Hepatocellular carcinoma after direct-acting antiviral drug treatment in patients with hepatitis C virus

Affiliations

Hepatocellular carcinoma after direct-acting antiviral drug treatment in patients with hepatitis C virus

Tomomi Kogiso et al. JGH Open. .

Abstract

Background and aim: Given the use of direct-acting antivirals (DAAs) to treat hepatitis C virus (HCV), their effects on hepatocarcinogenesis should be determined.

Methods: This study enrolled 349 patients with HCV who underwent DAA treatment at our hospital between 2014 and 2018. Their median age was 65 years, and 184 were male; 301 cases were of HCV serotype 1, and 48 were of serotype 2. The DAA treatment was daclatasvir/asunaprevir in 107 cases, sofosbuvir (SOF)/ledipasvir in 147 cases, ritonavir-boosted ombitasvir/paritaprevir in 28 cases, elbasvir/grazoprevir in 19 cases, and SOF/ribavirin in 48 cases. The patients' histories included hepatocellular carcinoma (HCC) in 45 cases, liver transplant (LT) in 10 cases, and kidney transplant (KT) in 17 cases.

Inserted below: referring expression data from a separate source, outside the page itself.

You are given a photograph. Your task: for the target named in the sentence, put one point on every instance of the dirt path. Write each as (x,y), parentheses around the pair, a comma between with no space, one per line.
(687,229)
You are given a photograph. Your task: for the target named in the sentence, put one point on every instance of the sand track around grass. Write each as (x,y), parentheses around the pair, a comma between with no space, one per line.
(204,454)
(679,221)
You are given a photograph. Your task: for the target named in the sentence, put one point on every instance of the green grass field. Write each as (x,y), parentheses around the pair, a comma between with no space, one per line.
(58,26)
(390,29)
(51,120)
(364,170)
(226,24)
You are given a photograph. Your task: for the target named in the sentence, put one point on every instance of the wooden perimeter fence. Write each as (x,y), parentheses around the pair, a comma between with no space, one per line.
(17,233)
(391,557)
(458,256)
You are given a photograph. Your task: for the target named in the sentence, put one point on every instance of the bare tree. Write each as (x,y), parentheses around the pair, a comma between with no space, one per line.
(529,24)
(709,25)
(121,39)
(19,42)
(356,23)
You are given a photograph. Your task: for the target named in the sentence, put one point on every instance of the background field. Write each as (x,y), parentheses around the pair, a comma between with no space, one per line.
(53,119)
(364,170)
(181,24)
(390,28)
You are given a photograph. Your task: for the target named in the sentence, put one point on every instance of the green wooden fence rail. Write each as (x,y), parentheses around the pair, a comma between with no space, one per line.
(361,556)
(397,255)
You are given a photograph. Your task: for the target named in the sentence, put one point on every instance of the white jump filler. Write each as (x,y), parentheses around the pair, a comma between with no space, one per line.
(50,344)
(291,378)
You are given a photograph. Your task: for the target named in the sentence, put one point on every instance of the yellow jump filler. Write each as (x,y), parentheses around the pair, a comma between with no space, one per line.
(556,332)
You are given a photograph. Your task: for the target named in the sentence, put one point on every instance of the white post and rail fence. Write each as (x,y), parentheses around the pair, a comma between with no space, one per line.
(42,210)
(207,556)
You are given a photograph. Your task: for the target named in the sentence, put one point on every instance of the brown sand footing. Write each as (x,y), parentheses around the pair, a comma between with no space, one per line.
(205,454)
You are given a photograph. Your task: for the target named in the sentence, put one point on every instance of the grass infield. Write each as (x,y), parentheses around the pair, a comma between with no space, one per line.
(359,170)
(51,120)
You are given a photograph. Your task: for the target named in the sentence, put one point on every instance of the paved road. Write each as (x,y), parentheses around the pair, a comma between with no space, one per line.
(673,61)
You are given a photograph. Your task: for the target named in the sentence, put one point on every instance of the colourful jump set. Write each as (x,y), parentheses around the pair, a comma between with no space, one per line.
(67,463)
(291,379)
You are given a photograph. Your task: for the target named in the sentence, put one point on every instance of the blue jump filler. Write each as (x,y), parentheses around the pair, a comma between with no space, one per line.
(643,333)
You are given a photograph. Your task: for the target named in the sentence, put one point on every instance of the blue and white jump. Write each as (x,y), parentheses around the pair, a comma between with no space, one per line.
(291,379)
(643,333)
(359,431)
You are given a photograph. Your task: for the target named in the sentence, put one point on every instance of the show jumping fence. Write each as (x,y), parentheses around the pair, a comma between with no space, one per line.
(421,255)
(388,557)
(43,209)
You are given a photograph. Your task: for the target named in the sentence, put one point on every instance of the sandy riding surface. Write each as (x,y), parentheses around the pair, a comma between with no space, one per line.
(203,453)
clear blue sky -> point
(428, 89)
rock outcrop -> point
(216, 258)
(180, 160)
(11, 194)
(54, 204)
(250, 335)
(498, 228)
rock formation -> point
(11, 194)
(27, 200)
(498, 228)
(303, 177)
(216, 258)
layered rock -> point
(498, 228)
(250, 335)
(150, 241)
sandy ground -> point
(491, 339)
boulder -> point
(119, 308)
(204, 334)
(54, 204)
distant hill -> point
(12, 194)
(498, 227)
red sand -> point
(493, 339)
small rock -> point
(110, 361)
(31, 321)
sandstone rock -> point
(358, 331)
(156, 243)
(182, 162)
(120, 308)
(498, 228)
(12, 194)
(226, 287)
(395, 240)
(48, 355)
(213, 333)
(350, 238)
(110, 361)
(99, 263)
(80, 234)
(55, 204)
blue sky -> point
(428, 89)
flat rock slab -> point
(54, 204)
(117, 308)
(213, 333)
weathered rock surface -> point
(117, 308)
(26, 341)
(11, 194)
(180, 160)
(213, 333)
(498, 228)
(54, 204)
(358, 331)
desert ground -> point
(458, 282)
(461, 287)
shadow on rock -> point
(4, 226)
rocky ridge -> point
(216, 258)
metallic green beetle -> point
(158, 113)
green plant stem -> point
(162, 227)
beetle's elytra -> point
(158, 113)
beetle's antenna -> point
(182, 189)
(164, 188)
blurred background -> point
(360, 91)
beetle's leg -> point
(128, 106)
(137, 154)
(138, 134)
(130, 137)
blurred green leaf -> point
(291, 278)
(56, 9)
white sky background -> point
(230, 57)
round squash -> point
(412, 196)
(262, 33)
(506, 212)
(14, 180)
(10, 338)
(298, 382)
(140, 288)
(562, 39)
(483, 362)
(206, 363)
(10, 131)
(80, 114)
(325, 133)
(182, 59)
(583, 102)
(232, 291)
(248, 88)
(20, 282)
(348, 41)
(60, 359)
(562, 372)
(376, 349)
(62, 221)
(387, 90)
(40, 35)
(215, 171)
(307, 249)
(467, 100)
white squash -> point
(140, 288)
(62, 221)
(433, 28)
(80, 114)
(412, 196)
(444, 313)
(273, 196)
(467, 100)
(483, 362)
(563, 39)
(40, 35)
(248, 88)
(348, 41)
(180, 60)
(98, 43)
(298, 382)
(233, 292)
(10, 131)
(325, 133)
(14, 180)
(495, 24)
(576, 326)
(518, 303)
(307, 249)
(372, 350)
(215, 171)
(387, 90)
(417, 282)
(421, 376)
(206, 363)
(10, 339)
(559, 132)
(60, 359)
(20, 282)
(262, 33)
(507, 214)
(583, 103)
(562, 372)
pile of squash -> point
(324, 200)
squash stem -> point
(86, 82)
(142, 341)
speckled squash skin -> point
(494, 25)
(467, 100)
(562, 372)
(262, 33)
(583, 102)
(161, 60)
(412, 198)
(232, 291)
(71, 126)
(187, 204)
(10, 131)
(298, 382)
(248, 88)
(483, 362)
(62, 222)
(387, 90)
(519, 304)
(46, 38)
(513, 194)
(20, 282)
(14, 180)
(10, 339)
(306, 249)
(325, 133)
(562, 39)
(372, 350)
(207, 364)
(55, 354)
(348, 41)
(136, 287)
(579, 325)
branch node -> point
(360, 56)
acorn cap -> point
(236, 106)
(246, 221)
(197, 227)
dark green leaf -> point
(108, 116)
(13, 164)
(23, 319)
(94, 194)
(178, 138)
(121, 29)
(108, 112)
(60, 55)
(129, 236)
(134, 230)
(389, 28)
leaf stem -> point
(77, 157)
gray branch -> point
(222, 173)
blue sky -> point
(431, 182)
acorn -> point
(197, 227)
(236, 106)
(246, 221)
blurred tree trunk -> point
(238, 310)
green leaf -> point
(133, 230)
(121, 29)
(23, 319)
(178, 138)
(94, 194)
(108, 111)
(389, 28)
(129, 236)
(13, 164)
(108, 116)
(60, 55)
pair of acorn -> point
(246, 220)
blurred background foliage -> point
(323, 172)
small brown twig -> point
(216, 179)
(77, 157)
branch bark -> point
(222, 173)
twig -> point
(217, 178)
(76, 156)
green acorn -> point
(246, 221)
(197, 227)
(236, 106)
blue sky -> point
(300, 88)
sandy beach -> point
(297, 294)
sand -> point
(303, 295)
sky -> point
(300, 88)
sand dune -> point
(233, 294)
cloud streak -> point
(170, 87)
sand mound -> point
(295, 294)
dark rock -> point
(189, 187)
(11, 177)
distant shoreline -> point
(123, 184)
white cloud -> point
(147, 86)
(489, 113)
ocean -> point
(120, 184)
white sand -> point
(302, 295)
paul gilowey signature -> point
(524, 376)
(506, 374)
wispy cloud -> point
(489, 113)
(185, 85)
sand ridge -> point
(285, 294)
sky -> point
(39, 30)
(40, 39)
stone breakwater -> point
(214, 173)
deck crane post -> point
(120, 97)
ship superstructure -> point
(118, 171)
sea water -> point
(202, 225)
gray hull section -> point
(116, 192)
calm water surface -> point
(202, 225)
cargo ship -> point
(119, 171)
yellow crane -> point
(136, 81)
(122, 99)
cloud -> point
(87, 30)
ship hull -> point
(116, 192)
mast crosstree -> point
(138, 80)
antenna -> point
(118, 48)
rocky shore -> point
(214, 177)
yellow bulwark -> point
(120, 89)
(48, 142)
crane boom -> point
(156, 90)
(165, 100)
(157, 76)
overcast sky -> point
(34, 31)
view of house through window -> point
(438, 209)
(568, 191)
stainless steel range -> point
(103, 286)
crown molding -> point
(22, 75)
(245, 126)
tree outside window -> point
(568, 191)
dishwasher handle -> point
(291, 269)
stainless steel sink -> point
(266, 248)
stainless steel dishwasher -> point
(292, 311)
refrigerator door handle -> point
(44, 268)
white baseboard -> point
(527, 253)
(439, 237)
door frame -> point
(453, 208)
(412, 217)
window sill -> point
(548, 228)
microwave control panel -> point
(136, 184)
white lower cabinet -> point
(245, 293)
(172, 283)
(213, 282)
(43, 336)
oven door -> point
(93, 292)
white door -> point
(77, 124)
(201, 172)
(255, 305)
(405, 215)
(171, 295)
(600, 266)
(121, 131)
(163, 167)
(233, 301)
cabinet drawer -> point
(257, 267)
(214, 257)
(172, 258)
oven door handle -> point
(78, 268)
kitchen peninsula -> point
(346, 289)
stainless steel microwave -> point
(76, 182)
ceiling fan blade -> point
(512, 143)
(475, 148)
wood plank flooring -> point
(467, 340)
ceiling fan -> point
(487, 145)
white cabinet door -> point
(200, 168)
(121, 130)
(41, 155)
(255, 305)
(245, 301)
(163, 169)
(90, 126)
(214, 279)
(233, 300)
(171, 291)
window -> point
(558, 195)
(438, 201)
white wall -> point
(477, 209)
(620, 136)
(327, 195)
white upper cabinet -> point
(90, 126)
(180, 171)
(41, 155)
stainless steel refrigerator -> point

Results: Sustained virological responses occurred in 335 cases (96%). DAA treatment was initiated a median of 16.3 months after HCC treatment. After DAA treatment, 15 cases (33%) had recurrence of HCC after a median of 11.6 months, and 3 cases (1%) developed de novo HCC. Six LT patients and one KT patient had HCC; however, no HCC was observed after DAA. The incidence of HCC was significantly higher in patients with multiple HCC treatments in the Cox hazard model (hazard ratio 1.664, 95% confidence interval 1.134-2.441, P < 0.01). Surgical resection or LT reduced the risk of HCC.

Conclusions: DAA did not increase the rate of HCC, even in immunosuppressed patients. However, careful follow-up for HCC recurrence is required in previously treated cases.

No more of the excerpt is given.